Micro Mutant Postcard #173
(listen to the poem, read by the author)
Peaceful Crip coexistence might still be a possibility, even if it’s a bit of a stretch. Mr. Sinister has never been the best to debunk those Mad scientist tropes. Aren’t his CRISPR chips just the worst? Even the ableist avocados need to be avenged, right?
Image description/alt-text: Overlarge, multi-faceted glass chandelier hanging inside a vast windowed hotel atrium, appearing almost like a large, transparent jellyfish looming over those who may walk or sit underneath it. Outside the atrium windows are vague outlines of buildings and green trees. A lone stairway appears slightly behind and partially hidden below the chandelier.
Micro Mutant Postcard #175
(listen to the poem, read by the author)
Never idle, my Crip cultural references are quite expansive, but way off kilter. Wide enough, though, to circulate around the calamitous circus rides filling the back hall, I simply know too much. The Eye is all powerful. So what if I never take the stairs.
Image description/alt-text: Tilted screenshot of a web browser. The end of a “.com” URL in white lettering appears at the very top; the rest of the URL is cut off.

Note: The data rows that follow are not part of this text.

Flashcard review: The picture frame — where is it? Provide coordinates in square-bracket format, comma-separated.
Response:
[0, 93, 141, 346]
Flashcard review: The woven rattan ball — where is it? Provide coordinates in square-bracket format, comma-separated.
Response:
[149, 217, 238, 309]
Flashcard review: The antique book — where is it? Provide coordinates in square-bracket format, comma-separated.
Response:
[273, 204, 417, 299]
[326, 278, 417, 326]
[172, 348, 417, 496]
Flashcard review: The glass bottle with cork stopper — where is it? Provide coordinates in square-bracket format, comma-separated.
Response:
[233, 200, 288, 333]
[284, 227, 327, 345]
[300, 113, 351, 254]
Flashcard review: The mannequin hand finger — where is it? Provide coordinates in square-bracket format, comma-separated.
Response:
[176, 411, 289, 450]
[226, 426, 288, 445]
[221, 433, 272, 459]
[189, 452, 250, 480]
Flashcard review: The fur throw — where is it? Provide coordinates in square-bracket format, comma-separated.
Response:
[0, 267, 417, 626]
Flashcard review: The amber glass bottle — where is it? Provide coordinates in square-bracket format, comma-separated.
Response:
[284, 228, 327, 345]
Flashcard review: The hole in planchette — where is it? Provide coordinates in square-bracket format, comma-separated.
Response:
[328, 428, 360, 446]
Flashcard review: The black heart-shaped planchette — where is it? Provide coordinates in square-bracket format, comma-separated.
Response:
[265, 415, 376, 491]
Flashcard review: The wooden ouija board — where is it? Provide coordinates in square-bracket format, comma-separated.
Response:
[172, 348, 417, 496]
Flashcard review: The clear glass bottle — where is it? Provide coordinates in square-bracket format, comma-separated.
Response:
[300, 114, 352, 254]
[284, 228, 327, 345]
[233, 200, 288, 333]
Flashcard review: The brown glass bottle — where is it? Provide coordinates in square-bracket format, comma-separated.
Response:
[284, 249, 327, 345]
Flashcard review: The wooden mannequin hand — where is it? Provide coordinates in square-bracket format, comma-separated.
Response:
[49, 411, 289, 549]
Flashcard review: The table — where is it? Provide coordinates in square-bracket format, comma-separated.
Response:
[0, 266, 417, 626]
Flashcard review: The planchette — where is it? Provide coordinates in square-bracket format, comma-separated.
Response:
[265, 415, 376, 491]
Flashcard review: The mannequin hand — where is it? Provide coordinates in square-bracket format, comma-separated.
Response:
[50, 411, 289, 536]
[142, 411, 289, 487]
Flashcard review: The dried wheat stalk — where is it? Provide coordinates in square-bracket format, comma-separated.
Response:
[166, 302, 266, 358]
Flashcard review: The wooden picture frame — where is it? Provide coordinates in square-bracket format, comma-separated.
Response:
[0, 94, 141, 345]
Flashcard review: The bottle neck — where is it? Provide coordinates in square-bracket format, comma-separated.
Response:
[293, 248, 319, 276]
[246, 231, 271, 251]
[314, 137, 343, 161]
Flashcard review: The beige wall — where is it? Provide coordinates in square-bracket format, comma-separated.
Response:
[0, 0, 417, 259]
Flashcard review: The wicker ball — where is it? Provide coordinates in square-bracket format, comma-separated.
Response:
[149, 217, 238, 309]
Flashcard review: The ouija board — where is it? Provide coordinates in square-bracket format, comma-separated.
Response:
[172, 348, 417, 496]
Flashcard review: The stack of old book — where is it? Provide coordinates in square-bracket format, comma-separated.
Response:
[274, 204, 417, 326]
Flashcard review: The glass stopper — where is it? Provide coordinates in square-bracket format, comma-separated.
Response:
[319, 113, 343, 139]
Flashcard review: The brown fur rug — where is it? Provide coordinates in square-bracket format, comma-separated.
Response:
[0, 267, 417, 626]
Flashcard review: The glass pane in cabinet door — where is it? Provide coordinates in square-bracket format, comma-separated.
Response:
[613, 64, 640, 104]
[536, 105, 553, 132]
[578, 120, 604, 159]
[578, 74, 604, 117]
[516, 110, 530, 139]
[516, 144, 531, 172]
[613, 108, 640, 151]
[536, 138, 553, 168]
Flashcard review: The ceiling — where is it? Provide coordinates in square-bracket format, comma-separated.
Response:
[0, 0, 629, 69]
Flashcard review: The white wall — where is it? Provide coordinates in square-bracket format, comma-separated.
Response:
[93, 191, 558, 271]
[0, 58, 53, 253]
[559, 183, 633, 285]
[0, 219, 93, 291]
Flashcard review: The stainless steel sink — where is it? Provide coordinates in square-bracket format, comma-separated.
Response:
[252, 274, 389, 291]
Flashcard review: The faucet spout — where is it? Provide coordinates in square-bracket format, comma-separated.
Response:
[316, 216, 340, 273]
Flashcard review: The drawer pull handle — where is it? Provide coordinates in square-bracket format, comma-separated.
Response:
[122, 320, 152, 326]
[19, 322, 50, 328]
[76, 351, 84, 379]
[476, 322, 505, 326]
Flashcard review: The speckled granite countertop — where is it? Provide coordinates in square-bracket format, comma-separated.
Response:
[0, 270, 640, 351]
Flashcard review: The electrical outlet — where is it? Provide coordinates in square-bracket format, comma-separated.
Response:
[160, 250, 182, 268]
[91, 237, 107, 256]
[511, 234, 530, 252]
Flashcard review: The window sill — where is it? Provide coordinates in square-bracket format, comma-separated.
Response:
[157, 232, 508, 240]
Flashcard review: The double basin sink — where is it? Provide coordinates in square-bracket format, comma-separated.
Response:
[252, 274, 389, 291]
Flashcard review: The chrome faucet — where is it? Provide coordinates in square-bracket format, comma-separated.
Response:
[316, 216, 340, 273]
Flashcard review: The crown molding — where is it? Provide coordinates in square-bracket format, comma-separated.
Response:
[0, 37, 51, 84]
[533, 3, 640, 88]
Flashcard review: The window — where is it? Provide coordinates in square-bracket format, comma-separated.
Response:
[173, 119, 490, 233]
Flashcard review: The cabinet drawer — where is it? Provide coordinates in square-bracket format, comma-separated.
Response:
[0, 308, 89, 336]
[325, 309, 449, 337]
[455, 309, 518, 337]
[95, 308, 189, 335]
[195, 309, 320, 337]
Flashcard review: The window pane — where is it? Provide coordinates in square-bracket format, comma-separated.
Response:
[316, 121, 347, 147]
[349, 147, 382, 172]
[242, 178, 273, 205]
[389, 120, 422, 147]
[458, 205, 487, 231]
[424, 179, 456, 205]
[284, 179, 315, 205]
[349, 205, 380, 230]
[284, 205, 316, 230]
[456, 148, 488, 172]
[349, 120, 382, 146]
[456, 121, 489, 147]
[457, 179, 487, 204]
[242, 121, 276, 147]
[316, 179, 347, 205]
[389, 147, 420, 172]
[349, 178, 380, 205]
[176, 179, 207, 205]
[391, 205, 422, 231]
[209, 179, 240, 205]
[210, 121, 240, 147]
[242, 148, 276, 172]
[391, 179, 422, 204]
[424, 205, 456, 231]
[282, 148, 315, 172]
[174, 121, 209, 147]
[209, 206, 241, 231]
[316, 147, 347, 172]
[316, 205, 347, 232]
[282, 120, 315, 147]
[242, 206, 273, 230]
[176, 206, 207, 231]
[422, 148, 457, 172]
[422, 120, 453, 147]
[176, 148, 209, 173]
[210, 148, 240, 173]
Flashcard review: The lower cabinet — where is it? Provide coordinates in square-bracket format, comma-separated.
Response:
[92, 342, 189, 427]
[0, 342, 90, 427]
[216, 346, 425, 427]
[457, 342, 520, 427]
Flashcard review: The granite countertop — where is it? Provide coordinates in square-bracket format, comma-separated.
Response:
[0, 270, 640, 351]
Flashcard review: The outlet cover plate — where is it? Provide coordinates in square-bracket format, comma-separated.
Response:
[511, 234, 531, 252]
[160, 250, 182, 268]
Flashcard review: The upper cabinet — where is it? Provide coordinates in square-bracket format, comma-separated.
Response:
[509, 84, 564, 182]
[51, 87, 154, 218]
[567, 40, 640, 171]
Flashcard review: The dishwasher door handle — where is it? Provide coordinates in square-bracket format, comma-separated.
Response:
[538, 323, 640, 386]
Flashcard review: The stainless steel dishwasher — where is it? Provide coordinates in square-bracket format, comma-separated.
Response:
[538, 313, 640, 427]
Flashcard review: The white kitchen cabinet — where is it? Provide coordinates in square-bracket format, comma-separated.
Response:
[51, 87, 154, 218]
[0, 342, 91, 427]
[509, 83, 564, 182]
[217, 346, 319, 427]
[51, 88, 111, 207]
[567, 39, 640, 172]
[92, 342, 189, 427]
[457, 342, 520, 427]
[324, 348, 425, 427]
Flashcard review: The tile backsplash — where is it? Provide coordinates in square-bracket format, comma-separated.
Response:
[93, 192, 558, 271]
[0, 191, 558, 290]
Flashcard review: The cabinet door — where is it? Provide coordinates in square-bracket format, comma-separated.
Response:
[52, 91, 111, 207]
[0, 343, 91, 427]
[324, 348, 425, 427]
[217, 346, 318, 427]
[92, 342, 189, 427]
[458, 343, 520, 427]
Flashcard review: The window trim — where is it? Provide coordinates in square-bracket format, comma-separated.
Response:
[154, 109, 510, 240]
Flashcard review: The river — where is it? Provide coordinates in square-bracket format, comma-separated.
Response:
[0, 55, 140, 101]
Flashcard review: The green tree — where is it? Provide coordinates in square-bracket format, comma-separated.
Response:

The large majority of the screen is black and empty, bordered by thick gray bars at the top and bottom.
The Micro Mutant Postcard Project is an ongoing endeavor seeking to meld poetry, confessions, memoir, and imagery with pop culture, especially comic books, and identity, including disability, using specific conventions to bring forth creativity and explore intersections the author has perhaps not yet publicly revealed.
Kudos go to Diane Wiener, Stephen Kuusisto, Dan Simpson, Ona Gritz, Minnie-Bruce Pratt, Emily Michaels, and my 2013 Maymester WRT 438 Advanced Creative Nonfiction cohort at Syracuse University, for their contributions to this endeavor.
Select postcards were published as Flash Memoir in the December 2020 issue of Wordgathering; other postcards were published in the Summer 2021, Fall 2021, and Spring 2022 issues of Wordgathering, as well as a Micro flash contribution for the “spooky” issue of Stone of Madness Press.
Some postcards are memoir, others manifestos, and many are confessional, either addressed to pop culture figures and characters or written as self-revelations and larger burning or rhetorical life questions.
About the Author
Rachael A. Zubal-Ruggieri is the Administrative Assistant of the Office of Interdisciplinary Programs and Outreach at the Burton Blatt Institute and Assistant Editor of Wordgathering. Mother to an Autistic teenage son, Rachael writes and presents about neurodiversity and autism parenting, seeking to debunk and disrupt traditional representations of “the autism mom.” She is a recent cum laude graduate of the Human Development & Family Science program at Falk College, with a Disability Studies Minor, at Syracuse University (SU). Her research interests include Creative and Design Thinking, Technical Documentation and Usability, Technology and Disability, and Parent and Family Involvement in Education. Rachael has dedicated her career to improving the lives of people with disabilities, including broad-based support to multiple disability rights initiatives on campus, in the CNY area, and nationally, through many grant-funded projects and opportunities and via long-term relationships with community agencies and programs. Rachael worked for over 30 years at the Center on Human Policy at SU. She is a founding member of the university’s undergraduate disability rights organization, the Disability Student Union (DSU). Rachael’s current activities include her roles as Co-Advisor of the Self-Advocacy Network (formerly Self-Advocates of CNY), and as a Board Member of Disabled in Action of Greater Syracuse, Inc. Rachael is also co-creator (with Diane R. Wiener) of “Cripping” the Comic Con, the first of its kind interdisciplinary and international symposium on disability and popular culture, previously held at SU. At conferences and as a guest lecturer, she has for many years presented on the X-Men comic books, popular culture, and disability rights and identities.